Es ist zu erwähnen, dass ich die zweieinhalb Stunden, die ich dort das erste mal verbrachte, mindestens eineinhalb komplett unter Adrenalin stand.


Die folgenden Bilder stammen von meinem zweiten Besuch bei den Probeimkern:

Hier sieht man die Bienenkästen; der kleine Kasten ganz links ist ein Ableger. Mit diesem wird versucht ein neues Volk zu bilden, indem aus anderen Kästen besetzt Rähmchen eingesetzt werden. Natürlich muss auch eine Königin dabei sein.
Da sich im vorderen Bereich die Einfluglöcher, besser gesagt der Einflugschlitz befindet, ist es ratsam sich hinter den Kästen aufzuhalten.

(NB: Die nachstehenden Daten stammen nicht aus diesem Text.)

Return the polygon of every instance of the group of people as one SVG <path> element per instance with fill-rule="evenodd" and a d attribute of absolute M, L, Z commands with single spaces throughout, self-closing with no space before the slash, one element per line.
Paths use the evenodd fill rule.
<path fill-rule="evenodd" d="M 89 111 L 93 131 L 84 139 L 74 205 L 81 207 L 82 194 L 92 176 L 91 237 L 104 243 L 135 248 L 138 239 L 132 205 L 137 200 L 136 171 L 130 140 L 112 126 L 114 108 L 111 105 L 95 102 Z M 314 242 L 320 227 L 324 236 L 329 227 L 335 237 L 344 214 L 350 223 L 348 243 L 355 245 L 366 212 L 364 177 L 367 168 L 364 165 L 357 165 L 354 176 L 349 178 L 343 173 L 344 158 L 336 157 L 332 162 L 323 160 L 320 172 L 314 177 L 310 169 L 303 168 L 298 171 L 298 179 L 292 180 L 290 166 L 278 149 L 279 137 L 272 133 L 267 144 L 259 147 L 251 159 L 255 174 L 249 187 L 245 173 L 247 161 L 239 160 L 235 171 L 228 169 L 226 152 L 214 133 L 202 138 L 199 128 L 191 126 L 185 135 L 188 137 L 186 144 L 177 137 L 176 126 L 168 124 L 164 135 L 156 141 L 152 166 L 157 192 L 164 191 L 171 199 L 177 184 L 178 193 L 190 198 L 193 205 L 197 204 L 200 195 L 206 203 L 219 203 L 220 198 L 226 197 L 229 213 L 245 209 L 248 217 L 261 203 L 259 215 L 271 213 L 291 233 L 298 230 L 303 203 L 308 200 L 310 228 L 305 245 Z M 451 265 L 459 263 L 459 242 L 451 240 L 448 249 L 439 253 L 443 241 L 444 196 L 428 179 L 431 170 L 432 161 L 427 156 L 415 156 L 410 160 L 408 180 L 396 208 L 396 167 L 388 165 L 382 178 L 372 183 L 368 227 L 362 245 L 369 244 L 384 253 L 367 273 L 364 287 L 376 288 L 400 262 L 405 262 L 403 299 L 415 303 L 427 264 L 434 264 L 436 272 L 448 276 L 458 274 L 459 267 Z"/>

Die Bienenkästen, auch Beuten genannt, bestehen in der Regel aus mehreren übereinander gestapelten Stockwerken. Die oberen Stockwerke sind durch ein Gitter (im Bild links an den anderen Kasten gelehnt) abgetrennt, das so eng ist, dass die Königin nicht durch kann, die Arbeiterinnen hingegen schon. Dadurch soll erreicht werden, dass im oberen Bereich nur der Honig eingelagert wird (Honigraum). Im unteren Bereich ist der Brutraum.


Wie bereits beschrieben müssen die Rähmchen gezogen und kontrolliert werden, ob unnötige Waiselzellen vorhanden sind.


Um den Bienen den Aufbau zu erleichtern, werden leicht vorgeprägte Wachsplatten in die Rähmchen eingehängt. Diese werden durch Drähte gehalten.


Und hier ist das flüssige Gold. Unter diesen bereits verdeckelten Waben befindet sich das was alle Wollen - HONIG :o)


Wie das mit den Bienchen und Blümchen funktioniert wissen meine Leser sicherlich. Eine Jungkönigin, die schwärmt, wird nebst Arbeiterinnen auch von Drohnen, also männlichen Bienen begleitet. Da die Waben für Drohnen größer sein müssen, wird oftmals ein leeres Rähmchen eingesetzt, damit die Bienen selbst das Werk vollenden können.
Achja, im rechten Teil des Bildes sieht man einen Bienenbesen. Mit diesem kann man Bienen ab- und zusammenkehren und falls notwendig wieder in den Kasten zurück "schaufeln".


Und hier noch ein tolles Bild. Ich habe es nachbearbeitet und aufgehellt. Meiner Meinung nach wirklich beeindruckend dieser Bild in die Tiefen des "Baus".


Ich kann heute noch nicht mit Gewissheit sagen, dass ich bei diesem Hobby bleiben werde. Eine gewisse Begeisterung ist aber geweckt.

Ich hoffe Ihr konntet ein paar Eindrücke gewinnen.

Schöne Grüße

Martin :o)

2 Kommentare:

  1. Hi Martin!

    Super toller Bericht über unsere neue Leidenschaft:-)!
    Danke schön - und ich hoffe, wir sehen Dich nächstes Jahr als "echten" Probeimker... wieder.

    Jetzt hab ich mit Deinem Bericht endlich auch ein "Dokument" über meine fleißigen und braven Bienchen. Bin nämlich vor lauter gucken und staunen gar nicht zum fotografieren gekommen.